Actually, there are three main crisis moments, which are also climaxes (heightened points of interest) on the story line.

In spite of their friendship and great complicity, Gene feels a twinge of jealousy when it comes to Phineas; upon a 'blind impulse,' he rocks the limb upon which Finny is perched (getting ready to dive), destabiles him and makes him fall from the tree. Finny, the great athlete, is crippled thereafter.

The next crisis happens just after the verdict of the kangaroo court: Gene is exposed for having deliberately shaken Phineas out of the tree; Phineas rushes blindly out, leaning on his crutches, stumbles and falls down the marble steps, breaking his leg again (and badly).

The final crisis is the conversation between Gene and Phineas at the hospital just before Phineas dies.
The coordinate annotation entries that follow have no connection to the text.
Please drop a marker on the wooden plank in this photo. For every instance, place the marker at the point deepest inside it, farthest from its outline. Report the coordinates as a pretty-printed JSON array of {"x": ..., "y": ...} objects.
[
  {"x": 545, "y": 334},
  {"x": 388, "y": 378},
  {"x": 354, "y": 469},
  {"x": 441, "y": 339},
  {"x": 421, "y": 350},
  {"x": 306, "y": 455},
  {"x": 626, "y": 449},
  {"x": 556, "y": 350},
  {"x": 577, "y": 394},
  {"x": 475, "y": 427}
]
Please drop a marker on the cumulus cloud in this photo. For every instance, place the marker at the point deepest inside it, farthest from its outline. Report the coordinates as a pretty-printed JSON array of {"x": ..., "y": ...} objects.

Phineas, who has been in denial up to this point, confronts Gene about his betrayal, forgives him, but 'lets him go.' The rupture between the two friends is final, but it is the beginning of a self-awakening in Gene, who must come to terms with what he has done. (This is the resolution in process at the end of the novel.)
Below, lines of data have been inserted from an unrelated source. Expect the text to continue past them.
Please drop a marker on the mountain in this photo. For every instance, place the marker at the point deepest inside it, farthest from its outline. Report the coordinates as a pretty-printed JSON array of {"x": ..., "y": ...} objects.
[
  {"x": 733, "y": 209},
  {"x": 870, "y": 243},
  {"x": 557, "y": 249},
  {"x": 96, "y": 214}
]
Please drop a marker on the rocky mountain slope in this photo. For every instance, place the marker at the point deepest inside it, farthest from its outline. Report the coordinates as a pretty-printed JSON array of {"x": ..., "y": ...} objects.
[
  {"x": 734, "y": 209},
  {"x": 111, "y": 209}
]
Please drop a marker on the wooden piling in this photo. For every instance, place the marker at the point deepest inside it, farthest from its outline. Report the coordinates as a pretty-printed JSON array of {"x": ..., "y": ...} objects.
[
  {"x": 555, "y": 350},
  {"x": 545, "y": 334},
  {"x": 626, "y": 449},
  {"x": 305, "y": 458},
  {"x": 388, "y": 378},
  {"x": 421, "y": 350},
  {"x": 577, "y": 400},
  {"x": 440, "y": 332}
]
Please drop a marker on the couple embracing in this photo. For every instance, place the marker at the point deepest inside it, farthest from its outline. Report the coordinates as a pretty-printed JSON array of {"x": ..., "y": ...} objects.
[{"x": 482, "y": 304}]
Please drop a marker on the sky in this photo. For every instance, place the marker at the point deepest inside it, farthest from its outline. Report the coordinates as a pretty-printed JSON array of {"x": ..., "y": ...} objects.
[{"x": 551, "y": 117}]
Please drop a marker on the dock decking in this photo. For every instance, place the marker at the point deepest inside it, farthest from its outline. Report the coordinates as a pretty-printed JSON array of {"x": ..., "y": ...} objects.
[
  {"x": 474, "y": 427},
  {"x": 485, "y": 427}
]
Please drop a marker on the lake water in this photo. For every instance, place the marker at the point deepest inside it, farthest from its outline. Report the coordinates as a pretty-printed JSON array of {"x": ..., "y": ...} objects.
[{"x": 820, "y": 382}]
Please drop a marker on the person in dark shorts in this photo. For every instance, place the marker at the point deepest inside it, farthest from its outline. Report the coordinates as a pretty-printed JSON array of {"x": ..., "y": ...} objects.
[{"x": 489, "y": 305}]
There is another subplot involving Leper and his tramautizing experiences in the war and subsequent breakdown, but on the main story line, the three moments of choice with no return (definition of a crisis) are as mentioned above. Note that within each one of these events there is a tandem cause-consequence effect, much like the piston motion Leper describes as a witnesses of the incident at the tree.